Watkins, who was touted as the whistle blower, will bring her presentation, "The Courage of Your Convictions: Lessons of Enron and Ethical Corporate Leadership," to the  Beyond Rubies conference 1 to 2:15 p.m., Wednesday, March 27.

Watkins said anyone who decides to bring unethical or illegal practices within their company to light must be prepared for the potential consequences.

"If you want to have the courage of your convictions, you have to safeguard your reputation," Watkins said. "I could take the risk because I didn't have any skeletons in my closet.

"My peer group put things on their expenses accounts at Arthur Andersen (the company's outside accounting firm) and Enron that weren't appropriate. Their rationale was, 'Well, the company can't afford to pay me what I'm really worth, so they expect us to pad our expense reports.'

"It was common practice within Enron that if someone had done something to warrant firing, but it was 'sticky,' they would do a review of their expense reports.

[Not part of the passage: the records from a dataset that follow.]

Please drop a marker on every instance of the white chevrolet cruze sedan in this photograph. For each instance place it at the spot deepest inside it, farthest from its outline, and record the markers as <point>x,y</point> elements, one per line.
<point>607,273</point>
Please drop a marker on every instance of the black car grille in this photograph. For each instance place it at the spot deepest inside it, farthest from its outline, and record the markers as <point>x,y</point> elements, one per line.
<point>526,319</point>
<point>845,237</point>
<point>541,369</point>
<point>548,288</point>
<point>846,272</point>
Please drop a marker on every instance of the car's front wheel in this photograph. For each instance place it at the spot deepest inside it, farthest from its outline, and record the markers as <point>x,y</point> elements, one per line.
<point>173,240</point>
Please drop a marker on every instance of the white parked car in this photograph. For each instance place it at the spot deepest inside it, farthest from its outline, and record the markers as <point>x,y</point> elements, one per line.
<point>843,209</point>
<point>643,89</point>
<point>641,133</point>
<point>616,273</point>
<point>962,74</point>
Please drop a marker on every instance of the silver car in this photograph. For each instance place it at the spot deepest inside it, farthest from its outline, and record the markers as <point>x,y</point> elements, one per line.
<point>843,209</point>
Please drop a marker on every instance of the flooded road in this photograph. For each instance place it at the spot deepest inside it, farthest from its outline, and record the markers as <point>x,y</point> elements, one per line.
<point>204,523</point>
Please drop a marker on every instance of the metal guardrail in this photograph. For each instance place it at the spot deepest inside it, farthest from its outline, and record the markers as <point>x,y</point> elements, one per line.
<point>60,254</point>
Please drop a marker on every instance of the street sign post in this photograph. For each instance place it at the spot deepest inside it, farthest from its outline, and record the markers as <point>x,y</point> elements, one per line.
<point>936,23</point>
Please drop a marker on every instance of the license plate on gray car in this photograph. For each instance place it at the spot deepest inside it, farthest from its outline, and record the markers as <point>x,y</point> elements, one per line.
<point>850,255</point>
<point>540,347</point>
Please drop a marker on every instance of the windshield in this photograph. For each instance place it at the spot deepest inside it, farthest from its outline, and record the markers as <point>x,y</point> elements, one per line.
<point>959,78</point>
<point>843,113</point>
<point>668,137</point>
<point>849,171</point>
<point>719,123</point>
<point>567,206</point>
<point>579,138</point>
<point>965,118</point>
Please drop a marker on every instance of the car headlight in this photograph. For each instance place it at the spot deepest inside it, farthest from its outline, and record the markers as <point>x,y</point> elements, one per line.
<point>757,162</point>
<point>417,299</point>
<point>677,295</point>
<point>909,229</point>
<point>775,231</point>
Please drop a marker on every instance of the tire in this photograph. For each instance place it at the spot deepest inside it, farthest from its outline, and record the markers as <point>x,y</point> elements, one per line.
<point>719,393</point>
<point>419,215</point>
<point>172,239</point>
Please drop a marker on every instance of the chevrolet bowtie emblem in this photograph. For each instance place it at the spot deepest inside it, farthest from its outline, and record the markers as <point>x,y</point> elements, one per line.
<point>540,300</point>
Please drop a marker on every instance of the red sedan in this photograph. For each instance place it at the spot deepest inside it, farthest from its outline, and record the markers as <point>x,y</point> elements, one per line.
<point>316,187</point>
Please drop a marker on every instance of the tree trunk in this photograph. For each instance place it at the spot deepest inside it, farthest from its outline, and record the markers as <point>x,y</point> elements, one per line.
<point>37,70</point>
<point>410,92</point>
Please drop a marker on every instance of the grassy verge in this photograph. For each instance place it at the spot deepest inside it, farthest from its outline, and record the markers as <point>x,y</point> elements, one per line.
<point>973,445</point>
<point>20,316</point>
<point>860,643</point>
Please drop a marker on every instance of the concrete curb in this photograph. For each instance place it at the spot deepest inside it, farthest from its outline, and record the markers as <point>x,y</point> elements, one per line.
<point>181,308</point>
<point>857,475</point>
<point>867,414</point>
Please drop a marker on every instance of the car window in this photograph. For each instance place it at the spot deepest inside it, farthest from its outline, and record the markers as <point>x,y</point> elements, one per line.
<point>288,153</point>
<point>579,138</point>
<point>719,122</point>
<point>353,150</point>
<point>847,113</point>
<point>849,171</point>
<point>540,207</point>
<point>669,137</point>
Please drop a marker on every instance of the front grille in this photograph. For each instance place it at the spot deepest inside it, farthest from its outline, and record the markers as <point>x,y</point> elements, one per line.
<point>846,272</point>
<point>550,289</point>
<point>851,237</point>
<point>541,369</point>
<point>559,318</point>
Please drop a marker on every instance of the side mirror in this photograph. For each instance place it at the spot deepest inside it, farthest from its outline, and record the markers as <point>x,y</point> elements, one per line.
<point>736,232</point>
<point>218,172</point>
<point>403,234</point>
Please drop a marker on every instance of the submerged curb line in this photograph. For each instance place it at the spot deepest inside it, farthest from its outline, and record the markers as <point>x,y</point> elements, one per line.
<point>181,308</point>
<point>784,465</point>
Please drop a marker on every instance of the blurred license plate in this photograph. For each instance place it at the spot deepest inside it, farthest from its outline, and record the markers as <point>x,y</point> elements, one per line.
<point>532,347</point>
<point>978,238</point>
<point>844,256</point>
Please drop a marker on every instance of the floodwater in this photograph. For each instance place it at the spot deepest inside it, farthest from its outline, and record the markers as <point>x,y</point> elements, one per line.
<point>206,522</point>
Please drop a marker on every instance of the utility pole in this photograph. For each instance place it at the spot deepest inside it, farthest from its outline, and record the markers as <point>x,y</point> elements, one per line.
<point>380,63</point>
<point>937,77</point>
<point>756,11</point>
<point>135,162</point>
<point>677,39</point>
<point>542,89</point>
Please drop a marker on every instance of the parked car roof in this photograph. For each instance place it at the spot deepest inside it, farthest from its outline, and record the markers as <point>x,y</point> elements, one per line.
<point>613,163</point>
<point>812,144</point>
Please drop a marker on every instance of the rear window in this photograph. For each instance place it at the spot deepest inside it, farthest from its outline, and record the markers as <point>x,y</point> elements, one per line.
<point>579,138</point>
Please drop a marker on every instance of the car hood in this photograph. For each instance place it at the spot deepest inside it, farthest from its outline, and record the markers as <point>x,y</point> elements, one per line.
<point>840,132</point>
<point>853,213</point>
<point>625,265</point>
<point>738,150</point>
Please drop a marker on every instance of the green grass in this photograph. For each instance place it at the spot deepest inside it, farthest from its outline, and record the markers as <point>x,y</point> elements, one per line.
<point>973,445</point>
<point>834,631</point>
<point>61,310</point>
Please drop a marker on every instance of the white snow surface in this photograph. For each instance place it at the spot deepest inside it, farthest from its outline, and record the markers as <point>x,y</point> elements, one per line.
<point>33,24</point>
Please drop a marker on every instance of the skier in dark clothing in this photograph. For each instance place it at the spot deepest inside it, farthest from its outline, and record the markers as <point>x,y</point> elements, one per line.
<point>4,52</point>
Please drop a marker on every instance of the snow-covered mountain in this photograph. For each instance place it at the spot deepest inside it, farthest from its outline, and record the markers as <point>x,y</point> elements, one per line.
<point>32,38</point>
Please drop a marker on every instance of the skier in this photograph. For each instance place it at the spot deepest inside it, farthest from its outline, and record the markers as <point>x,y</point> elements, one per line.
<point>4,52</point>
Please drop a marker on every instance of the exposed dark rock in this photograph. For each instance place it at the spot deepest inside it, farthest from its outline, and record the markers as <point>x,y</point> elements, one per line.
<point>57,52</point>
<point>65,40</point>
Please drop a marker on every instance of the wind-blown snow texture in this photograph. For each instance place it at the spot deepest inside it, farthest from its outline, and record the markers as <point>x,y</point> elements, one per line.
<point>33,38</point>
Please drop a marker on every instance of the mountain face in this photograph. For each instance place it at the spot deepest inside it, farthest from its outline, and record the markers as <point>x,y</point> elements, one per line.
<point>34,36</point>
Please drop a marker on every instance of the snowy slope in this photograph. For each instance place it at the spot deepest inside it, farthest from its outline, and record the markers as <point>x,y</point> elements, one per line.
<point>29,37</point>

Usually they would find something egregious enough to justify firing them."

In her keynote, Watkins will share how small steps led to fraud and ethical issues at Enron, and what individual employees can do to avoid a similar slippery slope. She also will share her views on how to spot the warning signs of an erosion in values within an organization.

Watkins said the Government Accountability Project website at offers valuable information and advice for anyone considering blowing the whistle about irregularities or unethical behavior.

"Most people think they’ll do the right thing," Watkins said. "If you see unethical practices at your company, your career is forever changed. You’re either going along with it, or on the flipside, protesting, and be labeled a troublemaker."Be prepared for the consequences. You need to have a plan, and a backup plan."